The Adverse Consequences Issue. Much of the government's focus and of the oral argument overall was on the potential for adverse consequences on the medical insurance market if no federal subsidies would accrue in states that have not established exchanges.
The Chief Justice was not an active questioner in oral argument, but he did ask one potentially poignant question: If the IRS had authority to issue the regulation in question, but was not required to issue that regulation by the terms of the ACA, couldn't a new Administration in 2017 issue a contrary interpretive regulation, provided that the requirements of the Administrative Procedure Act are followed? General Verrilli conceded the point. So what's up here? What's the point?
My inference—and it is only that—is that the Chief Justice was signaling that the adverse consequences concerns were being overstated. If a new Administration could alter the regulation and impose the petitioners' interpretation of the subsidy provision of the ACA, would that not also have practical consequences? That is, the Court should not worry about the adverse consequences since they could accrue by executive action. The Court should be bound by the provisions of the law and its text; courts are not well suited to understand all the permutations of how an interpretation will play out and how the politically accountable actors will respond.
In King, unlike NFIB, the Court is not being asked to trump the decisions of the political branches. Instead, the Court is being asked to maintain the authority of Congress, as the legislative branch, to determine whether the statute that Congress wrote needs fixing from a policy point of view. Such is a role for Congress, not the executive branch through the IRS.
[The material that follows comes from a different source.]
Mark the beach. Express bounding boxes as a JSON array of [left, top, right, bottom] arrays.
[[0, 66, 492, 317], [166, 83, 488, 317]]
The separation-of-powers argument supports judicial vindication of Congressional authority and rejection of executive action through the IRS. And the fact that Congress has now changed hands politically reinforces that judicial role; the issue is returned to the political arena, empowering the newly-empowered Republicans to have a say in shaping the legislation that they did not have in 2009, when the Senate passed the ACA.
When the Congress that wrote the ACA apparently did not achieve what it sought to achieve (in large part because a majority of the states did not agree to set up exchanges), it is appropriate for the Court to take the law as written and reinforce the political process by vindicating Congressional authority, now under new management.
The New Deal became institutionalized after not only President Roosevelt's landslide reelection in 1936 but his retention of broad legislative majorities over an extended period of time. Major social change, such as the ACA, should not be endorsed by the Court, in the absence of clear statutory provisions, when the proponents of the major social change have not been able to sustain their platform in the political/legislative arena. In this case, the Court reinforces the political process when it vindicates Congress' power to determine whether the subsidy provisions of the ACA accord or do not accord with public policy goals and whether changes to the law are warranted.
The points about adverse consequences were reinforced at oral argument by comments of Justices Scalia and Alito. Justice Scalia emphasized the potential response at the federal level, while Justice Alito stressed that the remedy could be shaped to offset some of the short-term transition costs of a ruling for petitioners—e.g., by not disrupting existing insurance contracts until their expiration.
Equally significant, a decision for petitioners would reinforce the political process and accountability at the state level. States would hold the key to determine which priority prevails—subsidies for residents or business climate values by providing a safe harbor for businesses from the economic and employment effects of the employer mandate.